The ability to host events that have all these qualities—and safety—is a testament to the steady, attentive ways that the bookshop and its staff build relationships between individuals and organizations in their surrounding communities. Muna describes a typical arc of a regular visitor to the shop: they might come in looking for a romance, and receive such an excellent recommendation that they return, and return again, over time looking forward to their conversations with the booksellers and becoming more open to the shop’s mission to spread Palestinian culture.
Eventually, the romance-lover leaves the shop with a novel by a Palestinian writer or a book on the history of Palestine. Booksellers at the Educational Bookshop are master connectors of people and stories, who have deep personal relationships with the specific neighborhood, the broader city and context, and the clientele—a quality impossible to replicate by algorithm or mere transaction. These relationships are what have sustained the store during Covid, with customers calling and requesting stacks of books at a time, willing to read whatever the shop had in stock. And this mutuality, Muna clarifies, is why “this bookshop is not just a community bookshop. It becomes a community center.”
I see, on the Educational Bookshop’s Instagram feed, a post where neighbors gather in the shop to watch the Morocco vs. Spain World Cup match on the store computer. There’s a coffee bar in the shop to facilitate lingering, and pleasant associations with books and stories. And while the shop prioritizes and displays a wide range of Palestinian literature, it also makes room for a substantial selection of contemporary literature. Muna grins as he describes the chattiness of booksellers eager to offer curated options that might please a reader. The browsing atmosphere is lively and warm, and this, he explains, reflects a major goal of the Educational Bookshop: “to keep people’s sanity.”
Under Israeli occupation, he says, “nothing really makes sense. And if you completely lose your… sense of logic and you put yourself under the reality of Israeli oppression, you will become crazy.” He cites conversations, whether formally at book launches or informally on the shop floor, as a method of staying grounded, of staving off despair. Speaking the Palestinian present and future aloud, he believes, is in everyone’s mutual interest, “regardless of what solutions or setup we have in the future. I don’t think it’s helpful to have people who are hopeless or in despair or mad.”
The bookshop isn’t alone in this vision. It joins a strong network of community partners who are equally invested in the continued vibrancy of local Palestinian culture. Muna and The Educational Bookshop are involved in the Kalimat Literature Festival as well as collaborations with the theater, the cinema, the music school, academic and political institutions, and schools. Partner organizations come from a wide range of interests and disciplines; the baseline requirement for partnership is a shared commitment to anti-occupation and anti-oppression work.
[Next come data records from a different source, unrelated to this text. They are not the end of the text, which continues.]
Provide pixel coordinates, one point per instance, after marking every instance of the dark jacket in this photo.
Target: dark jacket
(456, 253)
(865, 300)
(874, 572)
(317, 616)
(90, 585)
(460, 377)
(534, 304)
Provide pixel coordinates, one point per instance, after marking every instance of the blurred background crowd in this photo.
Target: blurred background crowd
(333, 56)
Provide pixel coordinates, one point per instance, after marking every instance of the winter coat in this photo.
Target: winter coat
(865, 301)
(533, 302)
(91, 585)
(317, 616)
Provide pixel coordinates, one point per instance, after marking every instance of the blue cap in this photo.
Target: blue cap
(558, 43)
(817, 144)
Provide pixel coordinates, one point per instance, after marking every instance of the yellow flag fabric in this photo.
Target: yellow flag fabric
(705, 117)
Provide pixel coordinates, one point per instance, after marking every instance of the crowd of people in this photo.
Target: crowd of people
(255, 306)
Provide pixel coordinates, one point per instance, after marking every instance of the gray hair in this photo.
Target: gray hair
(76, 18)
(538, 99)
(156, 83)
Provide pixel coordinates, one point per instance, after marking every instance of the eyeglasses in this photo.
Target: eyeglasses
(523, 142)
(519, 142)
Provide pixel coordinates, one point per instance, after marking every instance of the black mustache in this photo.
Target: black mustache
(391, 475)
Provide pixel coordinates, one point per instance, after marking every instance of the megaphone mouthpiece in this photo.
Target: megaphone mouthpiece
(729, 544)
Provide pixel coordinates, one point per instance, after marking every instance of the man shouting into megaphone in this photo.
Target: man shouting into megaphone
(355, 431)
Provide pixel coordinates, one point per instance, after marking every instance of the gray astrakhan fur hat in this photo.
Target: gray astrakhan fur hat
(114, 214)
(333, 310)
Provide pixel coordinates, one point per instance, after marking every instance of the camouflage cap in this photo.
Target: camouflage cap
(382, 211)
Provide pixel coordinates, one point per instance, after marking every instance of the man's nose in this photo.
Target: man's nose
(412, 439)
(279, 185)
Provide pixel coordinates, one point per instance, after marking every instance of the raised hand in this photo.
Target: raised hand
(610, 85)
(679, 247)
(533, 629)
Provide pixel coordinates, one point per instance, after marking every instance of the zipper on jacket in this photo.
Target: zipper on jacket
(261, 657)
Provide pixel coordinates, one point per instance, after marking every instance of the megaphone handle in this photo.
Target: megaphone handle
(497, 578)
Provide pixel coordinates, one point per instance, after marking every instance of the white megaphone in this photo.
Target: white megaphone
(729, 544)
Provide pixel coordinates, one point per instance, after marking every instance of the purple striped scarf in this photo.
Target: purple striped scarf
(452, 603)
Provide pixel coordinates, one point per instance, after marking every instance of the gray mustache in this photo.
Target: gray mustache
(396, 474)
The true evidence of the success of the Educational Bookshop, though, isn’t a question of scale. There is one moment that Muna describes as “absolutely magic”: when locals bring their friends from abroad to the shop. While the visitors may also have seen the refugee camp, the wall, and the other signs of destruction, the bookshop is the place where people in his community can feel a real sense of pride. When they smile and show off the shop to their friends, “It really is magical. And it is our real investment in the community.”
In addition to The Educational Bookshop, Muna and his family operate two other bookshops in East Jerusalem: The original Educational Bookshop, which is nowadays mainly a stationary store, and a third one in the American Colony Hotel.